Source: Marco Beach Ocean Resort
- Discuss expectations with your fiancé, and prepare to give and take. First, ask your fiancé how involved he wants to be. Eric definitely doesn’t want to have a lot to do with the nitty-gritty planning tasks, but he has his opinions on the big things and he’s half of the equation!
Eric and I ran into big dilemma with regards to the venue: I wanted outdoor/garden, and he wanted indoor/downtown hotel. For months, I stubbornly tried to find a meet-in-the-middle solution, and came up short-handed. In retrospect, it was unrealistic to think there would be a perfect compromise for every time Eric and I didn’t see eye to eye (even for huge decisions like the wedding venue). We’ve found it’s best to figure out who takes the lead on any particular decision – for example, in the end, we went with the Chicago Botanic Garden, but I’m making sure Eric gets the things he cares the most about, too. (Having our guests stay downtown, food & drinks, music, dress code etc.)
@cbgweddings beautiful fall day #circlegarden #chicagobotanicgarden
A photo posted by @brittanykyle101 on Oct 10, 2014 at 6:06pm PDT
- When picking the location, think thoroughly through where you are in your life, and if you anticipate big changes. Are you secure and content with your job, or are you considering making a professional move in the next year? Are lots of your close friends getting engaged and married in a similar time frame? Everything adds up fast (feeling pressure to “prove yourself” in a new job, finances, vacation day requests etc.) If you’re anticipating factors like these, it might be wise to, for example, steer away from a destination wedding.
Another location consideration: are you going to want to be super-involved in the planning process and taste the cake of every baker in a 50 mile radius? As a Chicago bride-to-be living out of state, I have a limited number of flights/trips I can take for planning, so it’s essential to prioritize and be OK with “outsourcing” some decisions to my family.
- Have a near-final guest list ready (and a ballpark headcount) before you settle on venue. Understandably, cutting down a guest list based on a strict head count creates a ton of anxiety. I have very hard time with things like that, so even though there were some beautiful venues that seemed perfect (like the Ivy Room), they were too small – and I’m glad I didn’t go see them, potentially fall in love and wind up with a hands-tied-behind-my-back feeling.
- Listen to your gut. So simple, yet so important. I had so many ideas tied to a garden wedding, and kept trying to figure out how to make them work in a different setting because of mine and Eric’s differing opinions. There was a lot of churn, and I probably would have saved my family and close friends from some grief had I had a little more faith in my vision from the beginning. That is not to say I should have ignored Eric’s wishes, but it became clear that I was way more emotionally invested in the Garden than he in any particular venue, so that was our cue.

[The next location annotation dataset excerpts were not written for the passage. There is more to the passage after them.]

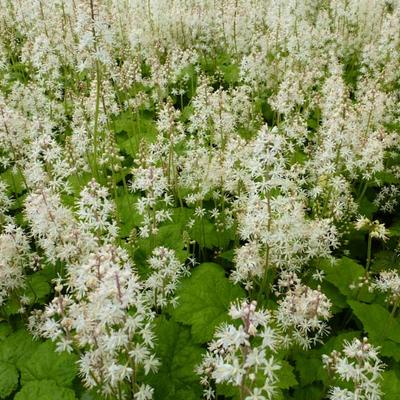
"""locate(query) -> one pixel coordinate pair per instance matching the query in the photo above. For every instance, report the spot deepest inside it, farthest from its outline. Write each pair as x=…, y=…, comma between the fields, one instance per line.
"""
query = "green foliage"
x=8, y=379
x=176, y=378
x=204, y=299
x=37, y=367
x=44, y=390
x=46, y=364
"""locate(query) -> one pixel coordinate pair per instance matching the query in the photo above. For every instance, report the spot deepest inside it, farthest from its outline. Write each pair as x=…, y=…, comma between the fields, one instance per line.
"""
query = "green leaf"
x=390, y=385
x=286, y=378
x=44, y=390
x=134, y=129
x=204, y=299
x=344, y=275
x=8, y=379
x=377, y=321
x=176, y=378
x=205, y=233
x=46, y=363
x=5, y=330
x=310, y=368
x=17, y=347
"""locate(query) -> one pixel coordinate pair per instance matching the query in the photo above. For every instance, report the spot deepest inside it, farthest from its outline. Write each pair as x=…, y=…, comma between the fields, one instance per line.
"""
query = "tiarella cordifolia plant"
x=360, y=365
x=236, y=357
x=160, y=160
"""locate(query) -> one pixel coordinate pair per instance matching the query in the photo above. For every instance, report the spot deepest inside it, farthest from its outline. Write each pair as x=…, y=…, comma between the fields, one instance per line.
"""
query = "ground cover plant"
x=199, y=199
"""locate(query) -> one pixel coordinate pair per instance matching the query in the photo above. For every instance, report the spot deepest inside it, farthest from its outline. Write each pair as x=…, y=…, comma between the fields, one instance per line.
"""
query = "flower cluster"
x=167, y=270
x=303, y=312
x=235, y=357
x=358, y=364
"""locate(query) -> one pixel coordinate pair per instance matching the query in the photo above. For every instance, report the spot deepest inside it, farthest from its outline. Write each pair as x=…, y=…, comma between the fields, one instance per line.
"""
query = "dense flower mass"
x=199, y=199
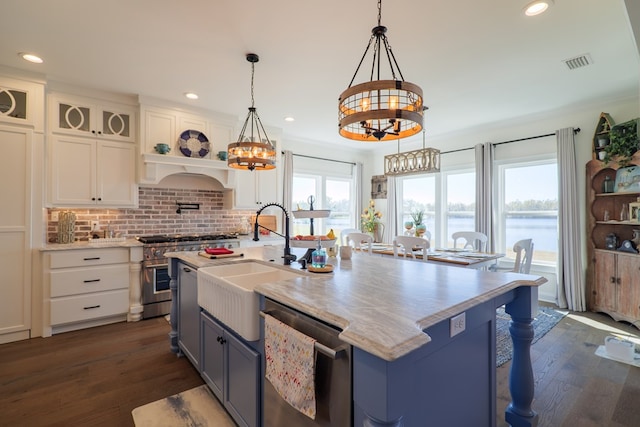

- Research other conflicting factors. Before signing on the dotted line, make sure you know what other big local events are taking place. Lollapalooza, a marathon, the Pope visiting town – these are all things I and my fellow engaged friends have run into, and affect hotel blocks, traffic, timing, and a million other factors.
- Remember to be gracious! A nice thank you note to catering and events managers at venues goes a million miles. Two venue employees in particular absolutely blew me away, really taking the time to get to know me, Eric and our families. Even though we didn’t select these venues, we made sure they – and their bosses – knew how much we appreciated their efforts and hospitality, and their responses were absolutely heartwarming.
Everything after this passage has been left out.